At Mateo was an example of where we were the leasing agent for both retail and office on a spec development, and were able to negotiate a very large lease with Spotify. At the time, that was a near record-setting lease in its overall valuation, and I think it was very helpful to plant a flag and provide an argument that the Arts District was something that had been vetted by large employers.
Overall, how do you view the L.A. economy right now?
I think we’re the beneficiary of an incredible economy in greater Los Angeles, and I would really include that just to be Southern California.
The economy just continues to expand. We’ve been the beneficiary of incredible job growth for years, outpacing the nation in many of those years.
Los Angeles gets a lot of hype as being the entertainment capital of the world, which it is. But what many people don’t realize is it’s the logistics capital of the world. Of course, we have two of the largest seaports in America, and the absolute explosive growth of e-commerce and the port volumes we think will only continue to fuel demand for industrial and last-mile warehousing.
How many people are working at your L.A. operation?
We have just around 600 people in all, across six offices in the Greater Los Angeles area. In Downtown L.A., we have just about 200. There’s probably only one place where we would consider opening another office right now under the right conditions, and that would be somewhere in the San Fernando Valley.
How are you prioritizing expansion in the west?
We will continue to look at Texas and Southern California to deploy probably a disproportionate amount of our capital on growth, and that’s for a couple of reasons. One is that we are following demographic changes in those two parts of the world – Texas has explosive job growth, Southern California the same. But we also view where we are in both of those markets … we believe that we have an exponential ability to grow. I would say in Austin, Houston and Dallas that we have room to grow across almost all of our service lines. In Southern California we do as well, but mostly on the occupier side, the multi-family side.
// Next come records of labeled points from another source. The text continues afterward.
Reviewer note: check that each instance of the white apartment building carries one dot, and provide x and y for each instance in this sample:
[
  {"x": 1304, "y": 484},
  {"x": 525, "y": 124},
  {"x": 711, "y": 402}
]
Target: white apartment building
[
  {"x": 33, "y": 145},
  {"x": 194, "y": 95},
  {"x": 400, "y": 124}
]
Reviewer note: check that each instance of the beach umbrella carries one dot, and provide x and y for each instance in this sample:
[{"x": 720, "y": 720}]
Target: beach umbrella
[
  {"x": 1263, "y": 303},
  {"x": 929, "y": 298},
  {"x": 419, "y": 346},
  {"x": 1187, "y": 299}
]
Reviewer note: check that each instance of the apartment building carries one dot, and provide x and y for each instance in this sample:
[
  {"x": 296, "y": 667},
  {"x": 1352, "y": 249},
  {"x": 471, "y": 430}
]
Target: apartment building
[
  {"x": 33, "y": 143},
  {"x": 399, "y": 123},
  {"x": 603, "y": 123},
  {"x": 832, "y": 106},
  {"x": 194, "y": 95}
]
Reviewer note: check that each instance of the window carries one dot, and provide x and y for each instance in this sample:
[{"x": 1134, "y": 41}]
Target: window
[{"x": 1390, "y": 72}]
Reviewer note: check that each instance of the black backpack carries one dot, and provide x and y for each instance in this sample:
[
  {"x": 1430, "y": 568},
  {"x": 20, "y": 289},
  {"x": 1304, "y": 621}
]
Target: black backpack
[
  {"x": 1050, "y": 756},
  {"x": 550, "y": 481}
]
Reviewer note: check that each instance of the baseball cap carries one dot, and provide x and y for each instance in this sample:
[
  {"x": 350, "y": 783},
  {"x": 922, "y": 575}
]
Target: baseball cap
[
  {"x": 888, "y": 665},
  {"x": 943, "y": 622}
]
Can you talk about your priorities for 2020?
If you’re asking specific business priorities, we have a real strategy around data and analytics that is an incredibly important priority for us as a firm. That is something that we spend an incredible amount of time right now working with a couple of different folks, both internally and externally, on better understanding all the data that we have. Where it’s all warehoused, how it can come together to service our clients.
Another is with regards to how we recruit and train our next generation of folks, and I’ll be specific to brokers. What we’ve done it’s a kind of a 180 on how we engage that young talent today. The historical model was, come in for no salary, kind of starve for a couple of years, and see if you can make it, right? And that did nothing. That doesn’t help the talent that will help the clients. And so what we have done is we’ve put together a very comprehensive program, which trains people, on salary, for a year before they move into any one of our disciplines, but especially into brokerage. And so they get an education with us too, the entire suite of services of our business before they are, in essence, a fee-earning professional.